仕事の失敗でテーブルに突っ伏し愚痴る私に、彼は容赦がない。
よくある小説の世界じゃ、言語が通じるとか魔法が使えるとか、色々と神様にチート的な能力が与えられるんじゃなかったんでしょうか。
ところがどっこい、私にはそんな有り難い設定はひとつもありませんでした。ヒドス。
制服とカバンひとつで海岸に流れ着いてからというもの、本当に苦労した。
ただ、有り難い事にこの辺りの土地は異世界からの漂着者とか漂着物が結構多いらしくて、行政的に受け入れるシステムが整っていた。国の人口の1%近く。かなりの割合が異世界人だとか聞いたし、異世界人同士で結婚して何世代もこの地で家系を繋いでる種族もあるんだって。
右も左もわからない異世界で、こうして1年近くも生きてこられたのは、ここの異世界人に対する偏見が比較的少なくて、尚且つ突然の異界渡りの漂着者に対する受け入れ態勢が整っていたお陰と言ってもいい。
すごくラッキーだったのだ。……多分。
「コラ、てめぇ無視してんじゃねぇ」
クッソ。
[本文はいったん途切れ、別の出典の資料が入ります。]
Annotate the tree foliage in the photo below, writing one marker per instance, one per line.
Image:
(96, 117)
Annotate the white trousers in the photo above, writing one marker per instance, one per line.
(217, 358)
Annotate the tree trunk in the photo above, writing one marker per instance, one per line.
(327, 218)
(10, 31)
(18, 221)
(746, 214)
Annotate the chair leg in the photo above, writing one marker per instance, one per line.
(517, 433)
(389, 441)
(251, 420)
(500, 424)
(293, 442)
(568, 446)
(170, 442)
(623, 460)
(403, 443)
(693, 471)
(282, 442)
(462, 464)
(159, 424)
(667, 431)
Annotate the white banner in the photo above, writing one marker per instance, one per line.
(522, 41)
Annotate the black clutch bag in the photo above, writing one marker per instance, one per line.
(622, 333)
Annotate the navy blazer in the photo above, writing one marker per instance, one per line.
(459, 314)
人が感傷に浸ってるのに、頭を拳でグリグリされる。
「いたた……なによ」
目の前には、嫌になるぐらいの整った顔があった。ちょっと掠れ気味の低い、だけど艶のある声。耳元でしゃべるな、ゾクゾクするじゃん。
イェスタは、私がこの地へ来てから役所の人に紹介された世話役だ。港町の人は濃い褐色の肌の人が多いけど、彼は内陸地方の出身らしく白い肌をしている。紫暗の目。ちょっと彫りは深めだけどしつこくないスッキリとした顔立ち。濃い藍色の髪は、一部が金属光沢のある銀へとグラデーションになっている。
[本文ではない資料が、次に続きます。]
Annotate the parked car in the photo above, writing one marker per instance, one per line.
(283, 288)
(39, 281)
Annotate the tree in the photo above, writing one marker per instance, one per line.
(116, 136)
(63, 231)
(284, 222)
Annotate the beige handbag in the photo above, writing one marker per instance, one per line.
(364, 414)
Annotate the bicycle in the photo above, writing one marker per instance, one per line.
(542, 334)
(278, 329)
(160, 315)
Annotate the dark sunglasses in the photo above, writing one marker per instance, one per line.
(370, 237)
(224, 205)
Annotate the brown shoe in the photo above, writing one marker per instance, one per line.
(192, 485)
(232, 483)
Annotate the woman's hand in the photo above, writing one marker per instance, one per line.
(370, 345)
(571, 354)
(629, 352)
こっちの人の髪は緑とかピンクとか「アニメキャラかよ! 」とか突っ込み入れたくなるような色が多いから、こんな濃くて暗い髪色はここでは珍しいらしい。私からしてみると比較的馴染める感じの色合いではある。
イェスタの年齢は私より3歳ぐらい年上っぽい。私の日本での年齢が16。イェスタはこっちの年計算で19歳だって。1日の時間の感覚とか、1年が400日ぐらいあるとか、多少の違いはあるようだから、多分もっと年上か。日本なら21歳ぐらい? ……いやまて、なんか5歳も年上に感じないんだけど!
まぁ、でも言葉が通じない私を何かと助けてくれて、彼が後ろ盾になってくれたお陰で、商工会議所を通じて王立騎士団の給仕のお仕事も頂けたし、アパートも借りる事ができた。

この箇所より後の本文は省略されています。